Last word:  Mechanically superior 90s point and click adventure game.  Not as good at storytelling as the greats of this genre, but to be fair, that's a high bar.  Use the net if you get stuck, which thankfully won't be too often.


  1. What is a blog without followers? Pretty lonely I guess. Time to say hello again.

    Using a walkthrough is absolutely valid to me. Even back when I was a little boy and there was no internet around, me and my friend would buy various gaming zines and check out the tips/tricks/cheat pages. That's just how it is.

    And we had way more time at our disposal than I have today, running a family and showing up at work every day.

    Also some games are just not that approachable anymore. Maybe they never were in the first place. Perspective has shifted. I tried Ultima I for example and this is really a tough one to play today. All the AD&D games as well. Starts with character and party creation. Heavy stuff. And makes or breaks your game.

    Or Eye of the Beholder. Who the hell wants to draw dungeon maps on graph paper? 15 years ago that was the shit, today I just want to google for a map. Might take away the fun, but I want to see the game. I want to see many games. And I want to finish them. So as the world around me advances why not benefit from it? And there are still many game that require sheer skill. You can read a guide or check out a walkthrough on YouTube. In the end you need those button smashing skills.

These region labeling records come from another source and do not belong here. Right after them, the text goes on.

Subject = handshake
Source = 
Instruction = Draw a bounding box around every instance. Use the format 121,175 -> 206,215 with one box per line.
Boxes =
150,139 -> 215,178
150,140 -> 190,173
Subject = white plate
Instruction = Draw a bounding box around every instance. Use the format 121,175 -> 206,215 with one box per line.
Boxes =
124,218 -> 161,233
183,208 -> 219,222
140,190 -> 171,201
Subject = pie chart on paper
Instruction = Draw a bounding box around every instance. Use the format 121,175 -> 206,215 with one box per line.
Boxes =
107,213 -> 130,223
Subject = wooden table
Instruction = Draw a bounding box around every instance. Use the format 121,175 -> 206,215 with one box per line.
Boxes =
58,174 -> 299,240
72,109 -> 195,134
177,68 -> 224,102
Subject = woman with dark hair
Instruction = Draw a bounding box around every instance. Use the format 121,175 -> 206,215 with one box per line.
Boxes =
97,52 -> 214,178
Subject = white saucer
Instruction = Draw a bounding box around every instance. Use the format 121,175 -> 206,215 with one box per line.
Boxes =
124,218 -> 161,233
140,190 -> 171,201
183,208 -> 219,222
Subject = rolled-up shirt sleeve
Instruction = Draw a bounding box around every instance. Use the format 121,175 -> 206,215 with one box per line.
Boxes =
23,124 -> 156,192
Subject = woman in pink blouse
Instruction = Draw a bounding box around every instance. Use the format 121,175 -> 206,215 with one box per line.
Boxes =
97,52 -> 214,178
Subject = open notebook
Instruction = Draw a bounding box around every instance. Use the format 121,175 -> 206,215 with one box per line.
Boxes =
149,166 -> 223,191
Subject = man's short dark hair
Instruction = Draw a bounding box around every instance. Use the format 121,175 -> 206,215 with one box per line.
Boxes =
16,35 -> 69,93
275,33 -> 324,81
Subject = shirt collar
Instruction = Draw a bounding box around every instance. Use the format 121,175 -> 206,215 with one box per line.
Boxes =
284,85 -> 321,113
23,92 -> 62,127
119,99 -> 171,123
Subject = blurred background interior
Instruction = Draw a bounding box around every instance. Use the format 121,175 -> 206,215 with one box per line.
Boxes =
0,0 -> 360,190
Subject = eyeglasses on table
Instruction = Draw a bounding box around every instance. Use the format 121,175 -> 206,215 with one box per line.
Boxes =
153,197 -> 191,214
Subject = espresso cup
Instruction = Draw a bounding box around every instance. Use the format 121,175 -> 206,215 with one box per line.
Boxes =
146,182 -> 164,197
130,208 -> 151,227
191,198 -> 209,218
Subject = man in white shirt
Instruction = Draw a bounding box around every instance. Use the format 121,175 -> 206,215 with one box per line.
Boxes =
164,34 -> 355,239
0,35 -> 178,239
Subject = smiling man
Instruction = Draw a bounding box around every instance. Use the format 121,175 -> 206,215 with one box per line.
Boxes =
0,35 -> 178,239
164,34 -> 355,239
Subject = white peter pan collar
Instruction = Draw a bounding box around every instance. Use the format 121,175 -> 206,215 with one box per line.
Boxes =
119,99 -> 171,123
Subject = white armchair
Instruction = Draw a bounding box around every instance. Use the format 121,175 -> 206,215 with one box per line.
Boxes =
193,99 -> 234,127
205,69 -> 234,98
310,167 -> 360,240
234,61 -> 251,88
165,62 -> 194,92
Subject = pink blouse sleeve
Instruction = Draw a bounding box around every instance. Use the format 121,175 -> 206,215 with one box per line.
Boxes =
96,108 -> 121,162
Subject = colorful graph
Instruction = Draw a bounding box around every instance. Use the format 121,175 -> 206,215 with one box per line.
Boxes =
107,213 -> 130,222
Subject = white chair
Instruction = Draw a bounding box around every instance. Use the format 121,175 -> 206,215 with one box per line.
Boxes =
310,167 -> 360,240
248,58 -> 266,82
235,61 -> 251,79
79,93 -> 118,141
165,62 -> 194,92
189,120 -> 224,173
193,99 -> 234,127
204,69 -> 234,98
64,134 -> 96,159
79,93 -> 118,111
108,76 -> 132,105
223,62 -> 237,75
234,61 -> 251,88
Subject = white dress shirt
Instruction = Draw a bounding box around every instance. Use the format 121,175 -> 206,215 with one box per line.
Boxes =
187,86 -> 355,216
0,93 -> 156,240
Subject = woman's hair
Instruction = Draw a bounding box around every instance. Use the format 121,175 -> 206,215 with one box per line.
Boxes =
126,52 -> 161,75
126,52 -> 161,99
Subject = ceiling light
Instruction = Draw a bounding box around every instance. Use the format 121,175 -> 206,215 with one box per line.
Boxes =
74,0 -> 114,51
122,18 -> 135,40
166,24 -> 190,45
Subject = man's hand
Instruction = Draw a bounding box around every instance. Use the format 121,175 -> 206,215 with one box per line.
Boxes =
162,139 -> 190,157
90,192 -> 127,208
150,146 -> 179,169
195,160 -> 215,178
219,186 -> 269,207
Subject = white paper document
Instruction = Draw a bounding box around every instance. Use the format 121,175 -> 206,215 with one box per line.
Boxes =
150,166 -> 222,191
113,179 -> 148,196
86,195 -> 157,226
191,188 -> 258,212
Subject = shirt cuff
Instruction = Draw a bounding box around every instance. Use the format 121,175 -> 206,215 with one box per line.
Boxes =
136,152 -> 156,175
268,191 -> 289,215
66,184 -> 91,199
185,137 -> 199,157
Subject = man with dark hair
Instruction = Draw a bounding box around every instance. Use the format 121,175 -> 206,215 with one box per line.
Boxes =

    One of the next games on my backlog is Darkseed, an adventure game from 1992. I will use a walkthrough 100%. Me and my friend started Darkseed back when it was first released and WE GAVE UP. Pretty sure I won't make it today without looking up the puzzles.

    Cheers and keep playing,

    Andreas aka Fred Edison

    1. Followers most welcome! Actually now you mention it...where is my followers widget? I'll have to fix that. No followers = sad blog.

      Yeah I hate using cheats/walkthroughs but you're right, at the end of the day the point is to have fun, not jump through arbitrary hoops. That said I did map my way through BT1 about 7 years ago and had a blast. But not, I suppose, so much of a blast that I'd do it again. Especially with so many good games to see out there.

      The info dump at the start of an RPG is an interesting point - booting up Wizardy 8 I spent something like 4 hours just getting a grip on different class/race combinations. I love old-skool RPGs but one thing I do NOT miss is being forced to make game-long decisions about classes/races/skills when you haven't started the game so have no way of knowing what works and what doesn't.

      On that point - have you tried Wasteland 2? It's a modern RPG that uses a lot of old RPG conventions, such as the infodump at the start. It's interesting to see which of those old conventions hold up and which ones don't. I love the game but (for eg) the design practically begs for save-scumming, a standard in Wiz 6 + 7. Which is about as fun as sitting around rolling a pair of dice until you come up double-six (i.e. no fun at all).

      Darkseed! I will be watching your blog with great interest for that. I wanted to play that game so much as a kid, I even have the physical copy lying around. But could never get it to work on my machine, so damned buggy. Where are you getting it? Is it on GOG or Steam or such?